The starting point is where a physician refers a Medicare or Medicaid patient to a medical facility in which the referring physician has a financial interest, be it ownership, investment, or a structured compensation arrangement. One then needs to whether that referral comes within any safe harbor provision.
2. What types of facilities or services are subject to the Stark Law?

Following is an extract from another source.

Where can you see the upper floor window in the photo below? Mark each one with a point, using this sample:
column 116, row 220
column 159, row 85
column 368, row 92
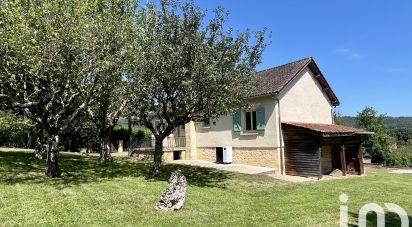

Prior to 1994, the focus was on clinical laboratory services, but the Omnibus Budget Reconciliation Act of 1993 (so-called Stark II) expanded the prohibition on physician self-referrals from clinical laboratory services to reach a wider array of eleven “designated health services,” which includes, clinical laboratory services, radiology services, radiation therapy, durable medical equipment and supplies, home health services, and various in-patient and out-patient services.
3. Does Stark Law only cover outright cash payments to referring physicians?
No. In fact, many cases involve uncovering disguised kickback arrangements. These include bogus service contracts, leases and other indirect arrangements for giving something of value to the physician in exchange for Medicare and Medicaid patient referrals.
4. What are the penalties for violating the Stark Law and the False Claims Act?
Both the Stark Law and the False Claims Act provide substantial financial fines and penalties for their violations. A whistleblower may be entitled to share in any recovery under the False Claims Act. This could add up to three times the amount of the improper payments to the healthcare provider that billed the Government, plus a per claim fine of up to $11,500.